Your views needed on structural plans
WORSHIPPERS will be asked what they think of radical plans to re-shape central diocesan structures before any decisions are taken.
Our diocesan synod backed the principles outlined by our Diocesan Structures Review Group, which suggested getting rid of some boards and committees to help us focus more effectively on mission.
The group, which was set up as part of the Kairos process to look into central diocesan staffing and structures, based its report on the principles of more support to parishes, cementing Kairos thinking at the heart of decision-making, more accountability in the system and a leaner diocesan structure.
Those principles were accepted. But synod agreed there should be consultation across the diocese before the small print of the report is debated at a special, Kairos synod meeting on February 25. It will decide whether to implement the report.
Proposing a motion to endorse it, the Archdeacon of the Isle of Wight, the Ven Trevor Reader, said: “This points us onwards from a maintenance mode, to become a mission-focused diocese.”
The chairman of the group, Dr Clive Dilloway, told synod: “We suggested a cut in the number of committees because too much time is spent polishing seats and thinking we are serving the Lord. But the more flexible a system you have, the better.
“There is no one perfect organisational structure for all time. This is work in progress, and will have to adapt to the next stage of the Kairos cycle. As parishes succeed in Kairos initiatives, other changes may be needed at the centre.”
The report recommended that the main responsibilities of the Board of Mission, Council for Social Responsibility and Board of Ministry be shifted to the Bishop’s Council. It also suggested working with other dioceses to create a joint Board of Education and Diocesan Advisory Committee, and joint arrangements over IT, accounts, human resources and legal support.
It also suggested a new structure for central diocesan staff, working in four teams in the fields of education, discipleship, society and central resources.
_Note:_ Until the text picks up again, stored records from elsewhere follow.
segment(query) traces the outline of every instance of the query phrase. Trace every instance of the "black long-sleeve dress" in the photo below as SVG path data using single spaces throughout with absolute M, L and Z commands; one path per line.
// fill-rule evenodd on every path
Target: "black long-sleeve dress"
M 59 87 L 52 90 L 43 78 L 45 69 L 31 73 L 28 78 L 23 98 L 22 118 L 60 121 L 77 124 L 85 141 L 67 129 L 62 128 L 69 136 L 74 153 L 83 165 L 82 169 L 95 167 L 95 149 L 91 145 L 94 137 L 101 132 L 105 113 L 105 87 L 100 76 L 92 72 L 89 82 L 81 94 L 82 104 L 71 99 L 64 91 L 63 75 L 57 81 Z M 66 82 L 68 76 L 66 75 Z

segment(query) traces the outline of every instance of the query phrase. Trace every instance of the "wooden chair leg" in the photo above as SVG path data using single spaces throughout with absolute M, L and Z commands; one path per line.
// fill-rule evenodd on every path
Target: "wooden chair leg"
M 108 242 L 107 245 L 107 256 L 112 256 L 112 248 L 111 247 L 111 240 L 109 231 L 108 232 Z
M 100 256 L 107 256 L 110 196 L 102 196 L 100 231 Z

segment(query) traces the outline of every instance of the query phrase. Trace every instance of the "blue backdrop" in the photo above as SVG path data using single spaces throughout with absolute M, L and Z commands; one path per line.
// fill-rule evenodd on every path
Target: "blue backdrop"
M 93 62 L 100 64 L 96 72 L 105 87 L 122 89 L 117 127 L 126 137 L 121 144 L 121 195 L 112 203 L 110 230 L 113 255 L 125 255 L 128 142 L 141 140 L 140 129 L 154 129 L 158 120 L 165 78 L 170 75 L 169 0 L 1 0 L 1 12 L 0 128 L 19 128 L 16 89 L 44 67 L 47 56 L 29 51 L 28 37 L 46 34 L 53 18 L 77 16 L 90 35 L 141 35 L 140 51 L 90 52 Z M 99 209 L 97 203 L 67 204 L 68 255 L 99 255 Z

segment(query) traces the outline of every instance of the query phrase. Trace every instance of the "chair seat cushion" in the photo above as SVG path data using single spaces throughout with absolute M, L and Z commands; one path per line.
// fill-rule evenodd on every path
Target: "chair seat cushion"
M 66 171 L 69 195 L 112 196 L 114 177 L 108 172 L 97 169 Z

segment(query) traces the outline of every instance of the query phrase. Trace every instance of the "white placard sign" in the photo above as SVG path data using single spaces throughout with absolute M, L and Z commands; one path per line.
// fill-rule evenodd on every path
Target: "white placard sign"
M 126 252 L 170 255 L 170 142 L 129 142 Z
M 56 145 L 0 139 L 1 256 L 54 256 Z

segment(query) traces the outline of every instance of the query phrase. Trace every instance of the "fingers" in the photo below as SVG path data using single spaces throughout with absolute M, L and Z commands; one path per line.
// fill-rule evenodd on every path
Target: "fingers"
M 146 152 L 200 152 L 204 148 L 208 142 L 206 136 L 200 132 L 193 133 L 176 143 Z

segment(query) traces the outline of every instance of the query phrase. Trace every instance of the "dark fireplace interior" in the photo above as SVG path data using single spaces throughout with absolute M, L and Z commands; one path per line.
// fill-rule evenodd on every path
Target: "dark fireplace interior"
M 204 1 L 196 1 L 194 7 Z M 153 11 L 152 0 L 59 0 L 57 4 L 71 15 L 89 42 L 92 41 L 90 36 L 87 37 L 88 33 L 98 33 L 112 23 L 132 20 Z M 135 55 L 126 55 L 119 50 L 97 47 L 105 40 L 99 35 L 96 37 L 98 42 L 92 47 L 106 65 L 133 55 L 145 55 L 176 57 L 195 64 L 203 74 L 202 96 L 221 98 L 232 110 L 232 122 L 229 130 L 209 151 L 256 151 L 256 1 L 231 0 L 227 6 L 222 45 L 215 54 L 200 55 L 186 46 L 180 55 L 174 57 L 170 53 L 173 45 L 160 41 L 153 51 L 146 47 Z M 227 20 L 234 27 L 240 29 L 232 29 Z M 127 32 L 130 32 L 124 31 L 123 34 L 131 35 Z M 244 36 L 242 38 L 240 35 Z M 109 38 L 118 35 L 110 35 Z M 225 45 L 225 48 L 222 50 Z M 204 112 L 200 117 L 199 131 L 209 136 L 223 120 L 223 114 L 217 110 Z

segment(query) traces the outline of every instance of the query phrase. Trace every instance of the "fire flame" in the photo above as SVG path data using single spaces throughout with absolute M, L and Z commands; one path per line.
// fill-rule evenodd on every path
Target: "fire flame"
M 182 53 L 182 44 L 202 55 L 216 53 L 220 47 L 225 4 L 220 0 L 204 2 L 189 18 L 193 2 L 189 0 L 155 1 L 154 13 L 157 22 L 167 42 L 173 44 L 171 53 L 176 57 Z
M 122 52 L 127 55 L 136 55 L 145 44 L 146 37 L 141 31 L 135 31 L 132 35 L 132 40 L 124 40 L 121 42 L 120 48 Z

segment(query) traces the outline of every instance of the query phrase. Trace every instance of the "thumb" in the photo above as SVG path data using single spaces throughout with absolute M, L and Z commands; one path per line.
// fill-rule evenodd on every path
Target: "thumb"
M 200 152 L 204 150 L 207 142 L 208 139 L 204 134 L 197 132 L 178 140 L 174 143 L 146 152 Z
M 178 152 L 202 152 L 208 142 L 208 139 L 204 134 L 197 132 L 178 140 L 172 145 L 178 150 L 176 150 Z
But diocesan secretary Michael Jordan also reassured synod members that no member of the existing staff would be made compulsorily redundant.
Copies of the report have been sent to all PCC secretaries, and a copy is on the diocesan website here. If you have any comments, positive or negative, please send them to Sally Read, the Archdeacon of the Isle of Wight’s PA, 5 The Boltons, Kite Hill, Wootton Bridge, Isle of Wight, PO33 4PB or email@example.com
Later in the meeting, synod members voted against a proposal to allow lay staff appointed as part of Kairos plans – such as administrators, youth workers and evangelists – to live in clergy homes. They were told that the rental income from empty vicarages had already been factored into budgets for future years.